I’ve added "Burden of Dreams" to my netflix queue – the documentary about how he made "Fitzcarraldo" – a deeply flawed film, but still an awe-inspiring undertaking, and one of the greatest allegories ever for what it feels like to be a movie director.  The image of the boat being dragged uphill – the whole Sisyphean nature of it – really captures what it feels likeFitzcarraldo
to roll out of bed in the morning, groaning with the weight of a film production on your shoulders.  A million things swirling around your head, worries, questions you can’t yet answer, concerns over all the squintillion things that you just KNOW are going to go wrong, already trying to come up with contingency plans for when the shot doesn’t come together, trying to figure out what else you know you can shoot so that in post you can cut around the looming disaster  … and then wondering what the day will hold after lunch.

Yeah. And the Jesus/martyrdom complex. I’ll cop to that one as well.

But Herzog has reached a place, I think, where a kind of holy calm has settled over him.  He spoke in a soft, kind voice, he was relaxed and self-deprecating.

And he was filled with some kind of – I have to relate it to the kind of spirit that I’ve seen in people like my old friend from high school, Bill Cayley, who goes into the prisons in Ethiopia and Somalia and provides medical treatment to the political prisoners there.  I met Bill at my 20th high school reunion, and there was a sort of preternatural calm to him.  It was as if his feet no longer completely touched the earth. 

Herzog had that.  I think it comes from surviving so much trauma, from seeing so many epically amazing things go so thoroughly wrong, and still managing to maintain your basic human optimism, rather than sinking into pessimism and drunkenness. Or if not optimism, then perhaps a kind of quiet strength that just exists and endures.

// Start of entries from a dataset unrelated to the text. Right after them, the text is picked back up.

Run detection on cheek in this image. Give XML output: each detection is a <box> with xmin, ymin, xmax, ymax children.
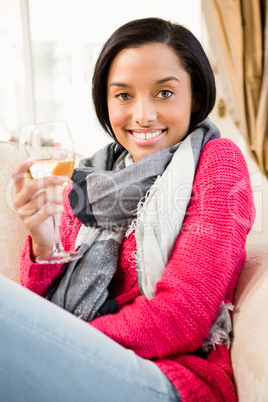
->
<box><xmin>108</xmin><ymin>104</ymin><xmax>126</xmax><ymax>127</ymax></box>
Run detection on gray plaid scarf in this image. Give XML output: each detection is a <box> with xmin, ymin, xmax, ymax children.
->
<box><xmin>47</xmin><ymin>118</ymin><xmax>220</xmax><ymax>321</ymax></box>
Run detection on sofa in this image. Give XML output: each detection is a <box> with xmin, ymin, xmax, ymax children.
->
<box><xmin>0</xmin><ymin>141</ymin><xmax>268</xmax><ymax>402</ymax></box>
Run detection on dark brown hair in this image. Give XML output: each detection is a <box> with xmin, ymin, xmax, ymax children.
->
<box><xmin>92</xmin><ymin>18</ymin><xmax>216</xmax><ymax>140</ymax></box>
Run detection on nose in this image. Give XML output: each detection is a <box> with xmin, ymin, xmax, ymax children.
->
<box><xmin>133</xmin><ymin>98</ymin><xmax>157</xmax><ymax>126</ymax></box>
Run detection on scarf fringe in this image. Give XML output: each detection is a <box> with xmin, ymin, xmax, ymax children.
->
<box><xmin>201</xmin><ymin>302</ymin><xmax>234</xmax><ymax>352</ymax></box>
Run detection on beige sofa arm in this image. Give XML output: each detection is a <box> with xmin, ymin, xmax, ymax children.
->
<box><xmin>231</xmin><ymin>243</ymin><xmax>268</xmax><ymax>402</ymax></box>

His parting words were that because digital technology has made it possible for us to make movies on smaller budgets, as little as $10,000 for a feature, that there is no longer an excuse not to follow your dreams.  "There is no excuse anymore."  Hell, click on the link above and listen to the man.

He may be calm, but he is not removed. Oh no. He is very much present still in this world and committed to achieving his art – and to inspiring other people to do so as well; and to do so with honesty and utter integrity.